Jermaine McElveen

No. 98
- Position: Defensive end

Personal information
- Born: August 29, 1984 (age 42) Chicago, Illinois, U.S.
- Listed height: 6 ft 4 in (1.93 m)
- Listed weight: 250 lb (113 kg)

Career information
- College: UAB
- NFL draft: 2007: undrafted

Career history
- Tennessee Titans (2007)*; Montreal Alouettes (2008–2011); Hamilton Tiger-Cats (2012); Saskatchewan Roughriders (2013); Montreal Alouettes (2014);
- * Offseason or practice squad member only

Awards and highlights
- 3× Grey Cup champion (2009, 2010, 2013);
- Stats at CFL.ca (archive)

= Jermaine McElveen =

American gridiron football player (born 1984)

Jermaine McElveen (born August 29, 1984) is an American former professional football defensive end who played in the Canadian Football League (CFL). He played college football at UAB.

== Professional career==

===Tennessee Titans===
McElveen was signed by the Tennessee Titans as an undrafted free agent in 2007.

===Montreal Alouettes===
McElveen spent four seasons with the Montreal Alouettes beginning in 2008. He recorded a career-high eight sacks in 2010.

===Hamilton Tiger-Cats===
McElveen signed with the Hamilton Tiger-Cats for the 2012 CFL season. Posted a career high 31 tackles.

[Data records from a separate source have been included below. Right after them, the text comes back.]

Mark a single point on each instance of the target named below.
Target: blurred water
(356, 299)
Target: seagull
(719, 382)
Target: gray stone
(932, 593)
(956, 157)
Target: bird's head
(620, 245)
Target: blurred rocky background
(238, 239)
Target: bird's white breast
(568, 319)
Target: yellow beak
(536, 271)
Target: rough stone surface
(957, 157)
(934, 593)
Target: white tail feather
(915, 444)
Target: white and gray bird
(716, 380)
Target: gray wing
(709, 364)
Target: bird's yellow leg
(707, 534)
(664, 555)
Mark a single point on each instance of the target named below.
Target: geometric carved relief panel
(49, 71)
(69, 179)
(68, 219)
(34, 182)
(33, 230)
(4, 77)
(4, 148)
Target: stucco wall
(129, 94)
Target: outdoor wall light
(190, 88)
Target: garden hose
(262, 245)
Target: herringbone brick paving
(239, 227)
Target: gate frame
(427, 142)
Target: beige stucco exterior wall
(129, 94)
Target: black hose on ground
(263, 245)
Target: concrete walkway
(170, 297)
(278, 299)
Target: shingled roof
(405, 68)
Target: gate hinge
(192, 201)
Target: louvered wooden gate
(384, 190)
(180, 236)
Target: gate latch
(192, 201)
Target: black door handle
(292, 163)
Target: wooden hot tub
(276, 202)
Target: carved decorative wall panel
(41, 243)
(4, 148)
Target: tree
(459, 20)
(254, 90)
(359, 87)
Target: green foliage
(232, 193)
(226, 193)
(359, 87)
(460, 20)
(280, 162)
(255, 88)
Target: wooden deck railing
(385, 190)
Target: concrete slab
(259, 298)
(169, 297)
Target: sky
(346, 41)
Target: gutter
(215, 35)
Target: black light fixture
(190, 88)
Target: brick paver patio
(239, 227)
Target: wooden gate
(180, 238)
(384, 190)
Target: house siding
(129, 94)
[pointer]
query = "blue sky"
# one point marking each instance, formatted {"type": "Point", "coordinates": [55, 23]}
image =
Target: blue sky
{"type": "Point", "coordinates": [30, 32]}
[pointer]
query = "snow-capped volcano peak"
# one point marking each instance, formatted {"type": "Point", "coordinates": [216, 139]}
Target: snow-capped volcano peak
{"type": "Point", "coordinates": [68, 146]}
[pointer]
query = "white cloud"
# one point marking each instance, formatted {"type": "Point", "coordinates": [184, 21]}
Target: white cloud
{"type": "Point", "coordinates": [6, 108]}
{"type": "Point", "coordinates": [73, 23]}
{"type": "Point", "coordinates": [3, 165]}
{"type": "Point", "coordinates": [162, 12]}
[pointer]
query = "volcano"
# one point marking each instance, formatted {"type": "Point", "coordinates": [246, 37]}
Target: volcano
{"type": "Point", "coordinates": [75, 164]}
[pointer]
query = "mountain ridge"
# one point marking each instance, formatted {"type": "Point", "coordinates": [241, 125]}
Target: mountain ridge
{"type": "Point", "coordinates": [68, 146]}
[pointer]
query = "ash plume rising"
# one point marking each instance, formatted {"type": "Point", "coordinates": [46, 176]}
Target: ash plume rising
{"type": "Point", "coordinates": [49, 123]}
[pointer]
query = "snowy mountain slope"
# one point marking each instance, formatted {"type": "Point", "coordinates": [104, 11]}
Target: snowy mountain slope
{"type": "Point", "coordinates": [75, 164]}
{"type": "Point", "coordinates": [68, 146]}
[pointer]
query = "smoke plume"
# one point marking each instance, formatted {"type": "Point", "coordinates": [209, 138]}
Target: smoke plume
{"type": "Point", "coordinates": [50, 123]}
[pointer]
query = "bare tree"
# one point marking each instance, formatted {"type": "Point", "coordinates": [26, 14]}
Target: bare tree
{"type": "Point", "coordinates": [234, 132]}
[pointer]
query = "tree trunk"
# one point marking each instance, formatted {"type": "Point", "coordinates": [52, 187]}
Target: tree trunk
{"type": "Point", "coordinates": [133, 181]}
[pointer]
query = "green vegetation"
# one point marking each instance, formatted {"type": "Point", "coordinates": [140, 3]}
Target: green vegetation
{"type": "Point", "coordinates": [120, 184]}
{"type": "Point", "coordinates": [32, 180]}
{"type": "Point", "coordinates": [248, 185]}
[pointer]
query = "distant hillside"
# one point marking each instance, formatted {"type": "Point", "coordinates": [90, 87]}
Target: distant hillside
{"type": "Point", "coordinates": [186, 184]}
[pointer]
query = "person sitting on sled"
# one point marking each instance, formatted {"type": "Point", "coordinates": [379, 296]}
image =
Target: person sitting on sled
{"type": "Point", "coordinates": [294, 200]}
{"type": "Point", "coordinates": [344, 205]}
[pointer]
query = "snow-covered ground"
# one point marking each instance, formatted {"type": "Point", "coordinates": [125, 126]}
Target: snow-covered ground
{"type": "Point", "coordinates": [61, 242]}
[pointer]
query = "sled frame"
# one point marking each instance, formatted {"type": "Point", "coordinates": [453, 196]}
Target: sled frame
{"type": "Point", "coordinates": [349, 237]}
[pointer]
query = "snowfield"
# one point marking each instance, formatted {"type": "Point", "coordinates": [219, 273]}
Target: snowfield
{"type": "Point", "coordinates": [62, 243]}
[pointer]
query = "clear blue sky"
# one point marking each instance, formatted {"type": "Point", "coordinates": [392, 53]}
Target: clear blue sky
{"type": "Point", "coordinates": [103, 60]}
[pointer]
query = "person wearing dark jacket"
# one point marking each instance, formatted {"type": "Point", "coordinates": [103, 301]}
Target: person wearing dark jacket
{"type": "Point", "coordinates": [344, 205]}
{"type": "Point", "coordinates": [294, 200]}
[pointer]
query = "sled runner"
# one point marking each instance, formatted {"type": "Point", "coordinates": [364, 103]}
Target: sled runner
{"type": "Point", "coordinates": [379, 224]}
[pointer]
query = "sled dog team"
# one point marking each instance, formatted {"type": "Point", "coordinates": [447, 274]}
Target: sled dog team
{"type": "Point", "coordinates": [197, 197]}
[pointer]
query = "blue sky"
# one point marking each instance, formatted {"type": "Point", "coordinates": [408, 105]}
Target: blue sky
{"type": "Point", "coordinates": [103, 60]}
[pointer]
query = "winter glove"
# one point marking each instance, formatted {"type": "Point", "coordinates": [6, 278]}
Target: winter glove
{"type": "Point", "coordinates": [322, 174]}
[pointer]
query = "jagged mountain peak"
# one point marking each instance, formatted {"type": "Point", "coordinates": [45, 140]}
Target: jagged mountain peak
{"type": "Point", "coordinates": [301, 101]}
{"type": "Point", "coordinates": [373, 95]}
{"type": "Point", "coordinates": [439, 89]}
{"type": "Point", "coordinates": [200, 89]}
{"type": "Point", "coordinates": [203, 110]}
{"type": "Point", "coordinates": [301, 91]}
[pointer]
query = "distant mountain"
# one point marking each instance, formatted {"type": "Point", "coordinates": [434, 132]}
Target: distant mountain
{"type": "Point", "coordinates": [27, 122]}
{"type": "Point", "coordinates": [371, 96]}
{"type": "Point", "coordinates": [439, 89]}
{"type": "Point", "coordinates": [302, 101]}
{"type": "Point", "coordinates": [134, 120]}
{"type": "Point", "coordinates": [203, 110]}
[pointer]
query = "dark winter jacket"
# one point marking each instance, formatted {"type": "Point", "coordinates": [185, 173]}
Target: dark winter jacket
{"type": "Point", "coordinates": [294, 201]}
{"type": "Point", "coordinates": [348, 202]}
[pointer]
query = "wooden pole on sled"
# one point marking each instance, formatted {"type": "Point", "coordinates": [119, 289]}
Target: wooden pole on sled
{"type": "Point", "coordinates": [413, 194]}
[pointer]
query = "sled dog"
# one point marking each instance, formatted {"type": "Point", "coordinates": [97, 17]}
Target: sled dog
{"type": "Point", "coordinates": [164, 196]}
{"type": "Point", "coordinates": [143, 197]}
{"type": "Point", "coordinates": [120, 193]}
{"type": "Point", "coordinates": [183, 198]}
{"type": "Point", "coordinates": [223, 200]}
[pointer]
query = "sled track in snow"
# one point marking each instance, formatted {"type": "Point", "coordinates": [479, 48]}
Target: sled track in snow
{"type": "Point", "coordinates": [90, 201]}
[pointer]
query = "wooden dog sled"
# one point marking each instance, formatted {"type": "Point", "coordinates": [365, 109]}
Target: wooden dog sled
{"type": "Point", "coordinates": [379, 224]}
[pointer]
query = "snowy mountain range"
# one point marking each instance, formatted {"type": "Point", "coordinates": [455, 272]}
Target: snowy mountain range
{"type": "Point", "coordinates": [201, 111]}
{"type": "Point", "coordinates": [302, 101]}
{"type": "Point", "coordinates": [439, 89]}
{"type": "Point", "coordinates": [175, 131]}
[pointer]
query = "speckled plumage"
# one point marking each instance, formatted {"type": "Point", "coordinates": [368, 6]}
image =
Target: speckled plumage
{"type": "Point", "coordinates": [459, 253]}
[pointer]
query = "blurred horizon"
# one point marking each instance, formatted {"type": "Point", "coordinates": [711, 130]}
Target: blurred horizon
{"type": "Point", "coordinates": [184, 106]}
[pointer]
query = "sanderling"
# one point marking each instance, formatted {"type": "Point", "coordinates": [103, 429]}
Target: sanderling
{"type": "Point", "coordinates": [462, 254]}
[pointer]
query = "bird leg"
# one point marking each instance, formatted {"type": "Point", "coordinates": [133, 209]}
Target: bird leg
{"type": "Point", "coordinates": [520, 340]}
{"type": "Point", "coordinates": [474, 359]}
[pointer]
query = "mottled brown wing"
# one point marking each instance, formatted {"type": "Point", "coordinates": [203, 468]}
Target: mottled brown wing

===Saskatchewan Roughriders===
On May 23, 2013, McElveen was traded to the Saskatchewan Roughriders in exchange for wide receiver Lyle Leong.

===Montreal Alouettes===
Upon entering free agency, McElveen signed with the Montreal Alouettes after a two-year absence from the team on February 13, 2014. He was released by the Alouettes on November 27, 2014.